Bodrum-Muğla, Turkey
Palmali Group
Built Area
14.000 m²
Leisure Led Development

Yalıkavak is one of the lagoons on the southwestern coast of Turkey, which is becoming a popular destination for blue voyages along the Turkish Riviera. Unlike its provincial center Bodrum, which has faced a building boom in 1980s with the increase of touristic activities, Yalikavak is still a relatively calm, smaller scale settlement with its natural landscape.

The project for the extension of the existing marina complex for the use of middle-upper class in Yalikavak has the burden of welcoming a big investment in this area that will also bring its own facilities. The “island” part of Yalıkavak Marina, which is the first phase of the complex, is planned to house retail, restaurants, beach-pool club, sanitary and mechanical units for needs of megayachts that will dock in the marina. The main motivation for the design of the “island” was to search for the possibility to reconcile the needs of ‘outcomers’ with the genius loci of Yalikavak as a Mediterranean settlement.

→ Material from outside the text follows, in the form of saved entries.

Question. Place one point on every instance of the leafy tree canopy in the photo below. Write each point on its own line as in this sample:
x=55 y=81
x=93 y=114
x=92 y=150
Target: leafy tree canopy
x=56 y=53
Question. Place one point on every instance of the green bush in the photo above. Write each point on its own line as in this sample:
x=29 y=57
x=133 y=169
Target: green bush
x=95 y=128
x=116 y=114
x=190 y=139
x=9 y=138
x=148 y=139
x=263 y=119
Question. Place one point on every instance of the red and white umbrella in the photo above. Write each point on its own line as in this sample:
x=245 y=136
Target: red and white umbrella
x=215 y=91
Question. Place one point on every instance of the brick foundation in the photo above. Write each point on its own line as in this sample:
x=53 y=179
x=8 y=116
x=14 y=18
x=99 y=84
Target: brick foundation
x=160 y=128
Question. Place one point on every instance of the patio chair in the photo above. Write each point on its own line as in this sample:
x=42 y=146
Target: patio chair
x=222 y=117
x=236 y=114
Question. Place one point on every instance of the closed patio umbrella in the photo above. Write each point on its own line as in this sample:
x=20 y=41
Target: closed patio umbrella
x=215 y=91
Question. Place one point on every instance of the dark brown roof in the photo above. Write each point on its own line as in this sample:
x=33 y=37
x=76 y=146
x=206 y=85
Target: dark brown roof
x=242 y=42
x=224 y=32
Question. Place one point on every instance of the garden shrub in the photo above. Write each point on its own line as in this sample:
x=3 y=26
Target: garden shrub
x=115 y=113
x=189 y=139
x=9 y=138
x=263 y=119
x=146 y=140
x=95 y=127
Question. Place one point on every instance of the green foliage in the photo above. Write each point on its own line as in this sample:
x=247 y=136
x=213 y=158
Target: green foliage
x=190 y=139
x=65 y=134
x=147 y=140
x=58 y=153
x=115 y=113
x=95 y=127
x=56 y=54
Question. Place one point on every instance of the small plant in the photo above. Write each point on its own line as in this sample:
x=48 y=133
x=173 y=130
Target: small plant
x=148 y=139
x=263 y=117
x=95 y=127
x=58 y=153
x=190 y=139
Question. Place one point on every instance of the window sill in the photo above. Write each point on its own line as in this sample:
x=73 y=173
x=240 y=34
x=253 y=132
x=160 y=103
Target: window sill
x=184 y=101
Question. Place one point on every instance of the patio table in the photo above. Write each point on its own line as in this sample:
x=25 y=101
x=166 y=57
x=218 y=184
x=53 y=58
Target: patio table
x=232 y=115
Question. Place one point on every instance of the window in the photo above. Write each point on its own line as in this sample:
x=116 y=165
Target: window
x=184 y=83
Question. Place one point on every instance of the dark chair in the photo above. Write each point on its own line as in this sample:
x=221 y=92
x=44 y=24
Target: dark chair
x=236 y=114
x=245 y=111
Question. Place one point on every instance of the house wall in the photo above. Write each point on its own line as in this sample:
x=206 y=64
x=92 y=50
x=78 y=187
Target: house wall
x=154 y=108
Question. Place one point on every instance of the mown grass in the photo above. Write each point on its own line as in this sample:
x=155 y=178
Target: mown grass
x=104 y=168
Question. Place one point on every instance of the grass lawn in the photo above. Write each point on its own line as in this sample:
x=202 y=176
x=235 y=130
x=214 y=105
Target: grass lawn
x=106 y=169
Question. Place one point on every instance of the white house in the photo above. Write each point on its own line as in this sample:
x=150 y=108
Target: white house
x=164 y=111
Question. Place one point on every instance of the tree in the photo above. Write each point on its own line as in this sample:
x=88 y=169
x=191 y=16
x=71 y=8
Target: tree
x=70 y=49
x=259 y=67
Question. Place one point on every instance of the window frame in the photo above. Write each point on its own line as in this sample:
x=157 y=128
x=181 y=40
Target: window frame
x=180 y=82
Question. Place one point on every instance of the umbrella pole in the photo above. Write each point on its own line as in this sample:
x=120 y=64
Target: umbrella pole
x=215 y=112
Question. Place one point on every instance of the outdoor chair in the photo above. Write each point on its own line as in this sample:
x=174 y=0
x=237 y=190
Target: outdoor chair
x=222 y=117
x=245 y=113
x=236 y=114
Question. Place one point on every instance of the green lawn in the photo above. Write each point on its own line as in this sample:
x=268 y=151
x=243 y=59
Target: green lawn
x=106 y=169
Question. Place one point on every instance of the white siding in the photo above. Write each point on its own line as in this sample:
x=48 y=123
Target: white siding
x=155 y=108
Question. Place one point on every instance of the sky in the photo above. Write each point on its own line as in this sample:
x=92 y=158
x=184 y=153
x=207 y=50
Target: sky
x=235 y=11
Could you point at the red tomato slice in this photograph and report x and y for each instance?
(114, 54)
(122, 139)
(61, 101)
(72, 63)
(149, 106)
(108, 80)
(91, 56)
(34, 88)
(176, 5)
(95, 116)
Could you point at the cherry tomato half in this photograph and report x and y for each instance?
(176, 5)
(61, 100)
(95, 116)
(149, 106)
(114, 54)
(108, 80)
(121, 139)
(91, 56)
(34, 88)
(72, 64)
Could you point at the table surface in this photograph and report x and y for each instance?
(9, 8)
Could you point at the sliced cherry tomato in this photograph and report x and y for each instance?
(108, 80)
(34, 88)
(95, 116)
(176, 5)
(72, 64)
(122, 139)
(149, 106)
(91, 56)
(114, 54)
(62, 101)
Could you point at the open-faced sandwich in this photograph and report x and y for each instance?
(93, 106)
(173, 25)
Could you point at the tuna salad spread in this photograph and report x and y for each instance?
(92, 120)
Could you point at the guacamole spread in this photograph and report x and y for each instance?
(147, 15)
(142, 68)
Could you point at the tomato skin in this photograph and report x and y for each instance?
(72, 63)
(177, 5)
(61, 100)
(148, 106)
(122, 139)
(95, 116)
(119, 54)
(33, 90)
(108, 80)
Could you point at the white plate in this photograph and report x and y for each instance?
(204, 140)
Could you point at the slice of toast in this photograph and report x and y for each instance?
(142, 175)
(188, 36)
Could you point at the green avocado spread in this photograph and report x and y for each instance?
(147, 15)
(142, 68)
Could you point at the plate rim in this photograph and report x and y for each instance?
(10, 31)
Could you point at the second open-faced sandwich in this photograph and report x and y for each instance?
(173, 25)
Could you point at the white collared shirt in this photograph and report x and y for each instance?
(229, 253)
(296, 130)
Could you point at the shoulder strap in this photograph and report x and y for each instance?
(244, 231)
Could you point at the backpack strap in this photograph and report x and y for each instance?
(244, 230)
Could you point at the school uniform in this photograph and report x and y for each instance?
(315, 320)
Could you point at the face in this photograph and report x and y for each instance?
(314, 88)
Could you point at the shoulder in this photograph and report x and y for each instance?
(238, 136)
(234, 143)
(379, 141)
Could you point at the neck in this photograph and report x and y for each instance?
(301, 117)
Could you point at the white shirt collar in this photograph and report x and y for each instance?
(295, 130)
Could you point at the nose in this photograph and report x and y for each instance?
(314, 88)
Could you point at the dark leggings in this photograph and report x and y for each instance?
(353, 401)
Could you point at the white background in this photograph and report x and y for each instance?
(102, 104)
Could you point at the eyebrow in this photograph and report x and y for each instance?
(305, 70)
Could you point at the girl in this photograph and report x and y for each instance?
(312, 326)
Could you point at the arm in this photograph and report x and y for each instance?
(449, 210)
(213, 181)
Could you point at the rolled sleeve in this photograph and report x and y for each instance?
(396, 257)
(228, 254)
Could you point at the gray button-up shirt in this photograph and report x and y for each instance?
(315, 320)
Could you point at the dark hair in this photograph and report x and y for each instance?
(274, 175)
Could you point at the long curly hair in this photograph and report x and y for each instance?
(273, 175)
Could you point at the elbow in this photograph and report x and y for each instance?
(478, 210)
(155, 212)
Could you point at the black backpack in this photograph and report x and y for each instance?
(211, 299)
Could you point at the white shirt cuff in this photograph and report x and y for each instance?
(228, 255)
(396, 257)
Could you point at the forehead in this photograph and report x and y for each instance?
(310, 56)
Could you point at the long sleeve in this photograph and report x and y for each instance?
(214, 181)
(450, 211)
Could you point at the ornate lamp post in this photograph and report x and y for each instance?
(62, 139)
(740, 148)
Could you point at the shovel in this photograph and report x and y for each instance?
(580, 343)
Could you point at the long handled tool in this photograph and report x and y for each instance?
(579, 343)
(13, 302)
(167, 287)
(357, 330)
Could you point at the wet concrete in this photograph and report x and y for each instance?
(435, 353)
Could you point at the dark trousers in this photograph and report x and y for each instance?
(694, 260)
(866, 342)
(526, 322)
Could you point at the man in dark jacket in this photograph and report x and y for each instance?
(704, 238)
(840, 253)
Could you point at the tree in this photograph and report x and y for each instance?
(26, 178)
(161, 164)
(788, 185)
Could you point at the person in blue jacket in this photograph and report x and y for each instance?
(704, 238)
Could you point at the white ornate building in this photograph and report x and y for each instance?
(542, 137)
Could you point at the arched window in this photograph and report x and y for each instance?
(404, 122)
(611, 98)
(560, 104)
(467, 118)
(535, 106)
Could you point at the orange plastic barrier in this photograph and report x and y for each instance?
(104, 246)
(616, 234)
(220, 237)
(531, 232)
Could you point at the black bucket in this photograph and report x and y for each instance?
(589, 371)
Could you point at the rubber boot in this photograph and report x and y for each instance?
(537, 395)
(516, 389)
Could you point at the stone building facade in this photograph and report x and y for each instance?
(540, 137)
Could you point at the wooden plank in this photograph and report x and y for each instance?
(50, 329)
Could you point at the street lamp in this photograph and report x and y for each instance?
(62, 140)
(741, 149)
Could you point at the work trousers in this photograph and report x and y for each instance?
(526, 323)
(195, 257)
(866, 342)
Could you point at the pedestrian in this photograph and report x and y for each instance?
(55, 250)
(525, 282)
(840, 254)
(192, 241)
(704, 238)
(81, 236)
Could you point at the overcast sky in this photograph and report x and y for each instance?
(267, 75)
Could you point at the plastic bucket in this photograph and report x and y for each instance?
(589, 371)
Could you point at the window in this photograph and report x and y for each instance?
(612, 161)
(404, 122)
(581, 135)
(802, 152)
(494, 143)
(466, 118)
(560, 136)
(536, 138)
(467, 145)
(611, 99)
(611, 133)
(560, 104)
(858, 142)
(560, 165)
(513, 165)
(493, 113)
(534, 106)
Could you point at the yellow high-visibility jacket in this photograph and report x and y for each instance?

Instead of a generic design that can easily become an alienated object for this place, an architecture derived from the local character, interpreted as composition of masses with different heights, merging with landscape and with the sea has emerged as a way to be integrated with the place. Alongside the masses that follows a gridal structure in plan, atypical additions such as a lineer wall and a tower accompanies the complex. Following the ancient cities like Kos, Rhodes and Siena, cladded with one material, travertine is used to render the whole complex which is regarding itself as a new-comer, but one of a familiar, not a hard-shell foreigner.

At the second and third phases of the complex, shopping units are designed along the shore of the marina, continuing the Mediterranean aura with wide overhangs creating a continous shaded path, that sometimes turns into a collonade alongside the shops. All the shops are fragmented in planning and  overhangs are designed in different levels overlapping each other in order to keep the building scale. the shops reside as glass volumes along the composition of vertical and horizontal planes of travertine stone. The complex also includes a boutique hotel, customs office building, a spa and fitness, an office building, storages and a shipyard for winter maintenance.